11.3. Independent Two-Sample Analysis - Pooled Variance Estimator

The theoretical framework developed in Chapter 11.2 illustrates the foundational ideas of two-sample inference but relies on known population variances. This section addresses the more practical case in which these variances must be estimated from sample data. We continue, however, under the simplifying assumption that the population variances are equal.

Road Map 🧭

  • Understand the meaning of the equal variance assumption and the concept of pooled variance estimation.

  • Learn the structure of the pooled variance estimator and use it to estimate the standard error of \(\bar{X}_A - \bar{X}_B\).

  • Identify the pivotal quantity consistent with the equal variance assumption, and construct hypothesis tests and confidence regions based on their distributional properties.

11.3.1. The Equal Variance Assumption

As we relax the assumption of known population variances, we first consider the constrained cases where:

\[\sigma^2_A = \sigma^2_B = \sigma^2.\]

This assumption states that the populations have the same underlying variability.

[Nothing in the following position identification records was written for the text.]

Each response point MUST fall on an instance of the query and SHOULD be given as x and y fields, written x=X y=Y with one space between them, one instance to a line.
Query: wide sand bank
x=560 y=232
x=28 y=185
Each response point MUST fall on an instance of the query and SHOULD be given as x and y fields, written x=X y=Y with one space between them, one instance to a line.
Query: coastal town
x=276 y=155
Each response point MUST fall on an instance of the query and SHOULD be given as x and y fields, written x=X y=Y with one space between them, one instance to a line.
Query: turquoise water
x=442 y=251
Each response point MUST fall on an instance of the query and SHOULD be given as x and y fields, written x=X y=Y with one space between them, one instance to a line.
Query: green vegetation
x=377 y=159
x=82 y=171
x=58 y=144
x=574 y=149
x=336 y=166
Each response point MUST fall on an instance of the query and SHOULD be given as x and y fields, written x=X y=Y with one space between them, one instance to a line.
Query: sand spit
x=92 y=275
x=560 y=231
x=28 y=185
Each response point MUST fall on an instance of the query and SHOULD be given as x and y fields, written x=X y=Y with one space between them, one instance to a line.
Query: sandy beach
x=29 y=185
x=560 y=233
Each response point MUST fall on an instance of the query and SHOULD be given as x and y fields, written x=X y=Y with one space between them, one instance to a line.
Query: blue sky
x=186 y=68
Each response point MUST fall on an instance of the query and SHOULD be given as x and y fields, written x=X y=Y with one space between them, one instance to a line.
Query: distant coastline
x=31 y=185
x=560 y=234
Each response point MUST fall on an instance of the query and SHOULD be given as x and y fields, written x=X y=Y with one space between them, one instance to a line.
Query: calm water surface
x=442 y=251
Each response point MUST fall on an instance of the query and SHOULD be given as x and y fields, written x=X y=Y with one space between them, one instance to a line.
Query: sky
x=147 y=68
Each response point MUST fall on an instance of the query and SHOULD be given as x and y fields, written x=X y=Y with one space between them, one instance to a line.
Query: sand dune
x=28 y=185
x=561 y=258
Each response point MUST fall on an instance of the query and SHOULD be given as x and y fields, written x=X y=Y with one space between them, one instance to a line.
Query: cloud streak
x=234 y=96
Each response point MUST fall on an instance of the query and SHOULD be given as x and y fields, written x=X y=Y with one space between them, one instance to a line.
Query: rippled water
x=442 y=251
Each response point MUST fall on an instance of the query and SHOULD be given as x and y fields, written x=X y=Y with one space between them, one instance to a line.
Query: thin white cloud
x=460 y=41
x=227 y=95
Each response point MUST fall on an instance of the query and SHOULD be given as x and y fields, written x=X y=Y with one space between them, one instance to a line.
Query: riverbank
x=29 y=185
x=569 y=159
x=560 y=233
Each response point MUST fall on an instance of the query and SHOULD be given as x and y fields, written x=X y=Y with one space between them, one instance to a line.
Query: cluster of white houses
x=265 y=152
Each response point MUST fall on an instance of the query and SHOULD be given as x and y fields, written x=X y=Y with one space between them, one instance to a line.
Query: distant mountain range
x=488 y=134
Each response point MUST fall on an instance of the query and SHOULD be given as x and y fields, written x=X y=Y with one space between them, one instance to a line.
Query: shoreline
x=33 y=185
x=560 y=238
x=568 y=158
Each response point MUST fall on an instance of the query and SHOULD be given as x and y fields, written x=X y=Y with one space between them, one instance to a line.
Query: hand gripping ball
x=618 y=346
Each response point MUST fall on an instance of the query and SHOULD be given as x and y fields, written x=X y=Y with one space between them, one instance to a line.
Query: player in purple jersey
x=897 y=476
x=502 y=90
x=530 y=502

While the true variance \(\sigma^2\) still remains unknown, the assumption reduces the number of unknown elements in the framework, making the problem slightly simpler.

Meanwhile, the fundamental assumptions introduced in Chapter 11.2.1 must continue to hold throughout the subsequent discussion.

Mathematical Simplification of the Standard Error

In general, the standard error of the point estimator \(\bar{X}_A - \bar{X}_B\) is:

\[\sigma_{\bar{X}_A - \bar{X}_B} = \sqrt{\frac{\sigma^2_A}{n_A} + \frac{\sigma^2_B}{n_B}}.\]

By replacing both \(\sigma^2_A\) and \(\sigma^2_B\) with \(\sigma^2\), the standard error simplifies to:

\[\sigma_{\bar{X}_A - \bar{X}_B} = \sqrt{\frac{\sigma^2}{n_A} + \frac{\sigma^2}{n_B}} = \sigma\sqrt{\frac{1}{n_A} + \frac{1}{n_B}},\]

leaving only one unkonwn quanitity \(\sigma\) to be estimated.

11.3.2. The Pooled Variance Estimator

When both sample variances \(S^2_A\) and \(S^2_B\) estimate the same underlying parameter \(\sigma^2\), we must systematically combine the information from both samples to create a single estimator of the common variance. When samples from two or more populations are used to estimate a single variance, we call the result a pooled variance estimator.

To define a pooled estimator, we cannot simply compute an overall sample variance from the merged dataset. Recall that a sample variance is the average squared distance of data points from a common mean. When we use the combined dataset to compute an overall mean, this does not provide a good estimate of either population mean—especially when our goal is to determine whether the true means differ. Consequently, the overall sample variance also inaccurately represents the true \(\sigma^2\).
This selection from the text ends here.